Fig. 1.

S-nitrosylation of parkin in vitro. (A) Recombinant protein GST-parkin (0.2μM) was incubated with SNOC (200μM) for 30 min at room temperature (RT). The SNO-PARK thus generated was assessed by release of NO, causing the conversion of 2,3-diaminonaphthalene to the fluorescent compound NAT. GST protein alone was used as negative control. BSA (5 μM) was used as positive control (25). SNOC itself quickly decayed and thus resulted in insignificant S-nitrosothiol readings in this assay. (B)(Upper) Cell lysates from human neuroblastoma SH-SY5Y cells overexpressing myc-tagged parkin were incubated with 200 μM SNOC at RT. Control samples were subjected to decayed SNOC under the same conditions. Thirty minutes after SNOC exposure, SNO-PARK was detected by the biotin-switch assay (15). w/o Biotin-HPDP represents the control without biotin linker [N-[6-biotinamido)hexyl]-1′-(2′pyridyldithio) propionamide] (Lower) Total parkin in cell lysates identified by immunoblot. (C) (Upper) Cell lysates were immunoprecipitated with anti-myc antibody.
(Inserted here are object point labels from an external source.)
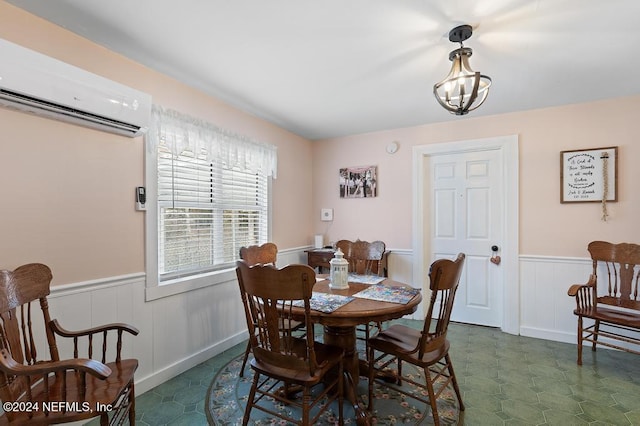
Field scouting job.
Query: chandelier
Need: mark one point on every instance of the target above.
(463, 89)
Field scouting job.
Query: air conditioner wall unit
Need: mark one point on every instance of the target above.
(33, 82)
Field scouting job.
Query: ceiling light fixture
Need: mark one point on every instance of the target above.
(463, 90)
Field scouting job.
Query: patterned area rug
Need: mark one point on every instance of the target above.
(227, 396)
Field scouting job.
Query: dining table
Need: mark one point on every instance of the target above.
(340, 325)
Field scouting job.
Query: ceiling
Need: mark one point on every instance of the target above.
(338, 67)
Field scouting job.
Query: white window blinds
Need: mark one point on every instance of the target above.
(208, 205)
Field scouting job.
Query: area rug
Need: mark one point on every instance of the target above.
(227, 397)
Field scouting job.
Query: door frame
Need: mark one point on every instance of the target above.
(508, 147)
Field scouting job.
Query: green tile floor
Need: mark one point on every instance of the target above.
(505, 380)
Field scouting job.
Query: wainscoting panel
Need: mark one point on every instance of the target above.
(546, 312)
(180, 331)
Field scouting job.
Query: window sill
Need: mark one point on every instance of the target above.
(183, 285)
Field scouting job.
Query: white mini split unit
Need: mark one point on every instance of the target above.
(36, 83)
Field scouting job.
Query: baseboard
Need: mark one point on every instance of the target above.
(157, 378)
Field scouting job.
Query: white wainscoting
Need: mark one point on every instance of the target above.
(180, 331)
(546, 311)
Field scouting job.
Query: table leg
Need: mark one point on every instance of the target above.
(345, 337)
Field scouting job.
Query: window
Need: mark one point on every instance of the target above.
(212, 192)
(206, 213)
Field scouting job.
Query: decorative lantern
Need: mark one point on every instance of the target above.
(339, 271)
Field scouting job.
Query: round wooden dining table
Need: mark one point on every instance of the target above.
(340, 326)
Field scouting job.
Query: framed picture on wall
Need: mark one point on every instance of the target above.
(358, 182)
(589, 175)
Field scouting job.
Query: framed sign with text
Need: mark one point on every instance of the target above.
(589, 175)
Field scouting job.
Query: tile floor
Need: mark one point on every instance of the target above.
(505, 380)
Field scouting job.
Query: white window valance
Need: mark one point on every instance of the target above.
(179, 132)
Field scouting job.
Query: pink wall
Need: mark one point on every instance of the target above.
(547, 227)
(67, 192)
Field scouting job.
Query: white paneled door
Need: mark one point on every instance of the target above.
(467, 216)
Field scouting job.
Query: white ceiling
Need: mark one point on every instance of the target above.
(324, 68)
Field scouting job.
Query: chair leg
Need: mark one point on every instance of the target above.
(432, 397)
(596, 330)
(454, 381)
(244, 360)
(341, 379)
(372, 373)
(579, 340)
(306, 404)
(132, 406)
(252, 395)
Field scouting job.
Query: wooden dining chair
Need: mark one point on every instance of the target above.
(269, 295)
(427, 348)
(366, 258)
(53, 390)
(265, 254)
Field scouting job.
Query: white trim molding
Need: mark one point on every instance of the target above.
(508, 147)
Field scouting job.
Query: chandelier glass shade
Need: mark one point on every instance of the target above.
(463, 89)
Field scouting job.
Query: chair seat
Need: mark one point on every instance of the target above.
(327, 356)
(402, 341)
(99, 393)
(617, 316)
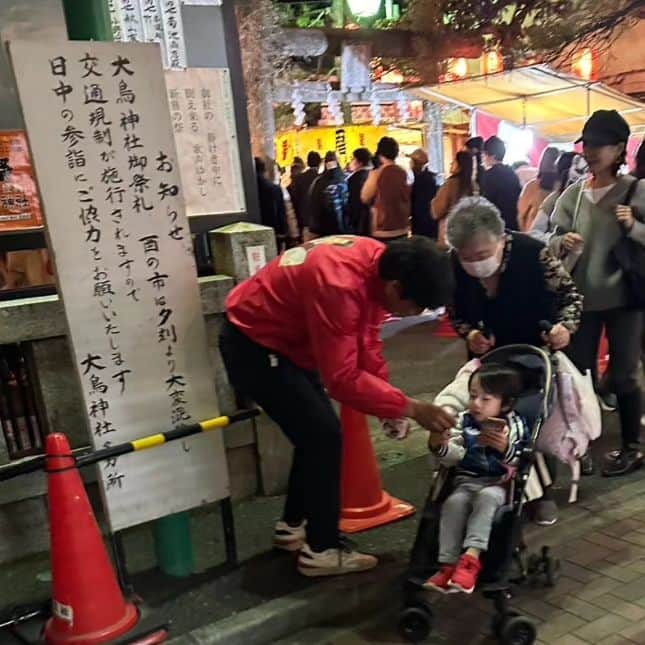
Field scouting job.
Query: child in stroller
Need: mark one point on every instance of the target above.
(497, 574)
(483, 449)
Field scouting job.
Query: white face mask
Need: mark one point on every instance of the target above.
(483, 268)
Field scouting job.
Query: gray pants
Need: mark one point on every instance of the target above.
(467, 517)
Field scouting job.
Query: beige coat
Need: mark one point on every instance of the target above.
(447, 196)
(529, 203)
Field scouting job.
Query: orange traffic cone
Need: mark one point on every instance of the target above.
(444, 329)
(365, 504)
(603, 355)
(88, 606)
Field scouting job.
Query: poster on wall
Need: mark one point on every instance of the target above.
(19, 202)
(103, 148)
(203, 118)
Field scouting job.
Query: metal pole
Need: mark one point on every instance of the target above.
(228, 523)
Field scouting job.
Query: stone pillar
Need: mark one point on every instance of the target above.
(239, 250)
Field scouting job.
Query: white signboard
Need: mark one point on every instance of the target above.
(115, 19)
(153, 25)
(355, 66)
(105, 160)
(201, 108)
(173, 29)
(256, 256)
(131, 24)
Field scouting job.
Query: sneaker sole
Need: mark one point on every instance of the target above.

The immunoprecipitates were incubated with or without SNOC and subjected to SDS/PAGE Western analysis under nonreducing conditions. The membrane was blotted with anti-S-nitrosylated protein antibody to identify nitrosylated parkin and revealed an ≈2-fold increase after SNOC exposure by densitometry. (Lower) Same blot reprobed with anti-parkin antibody to verify equal loading.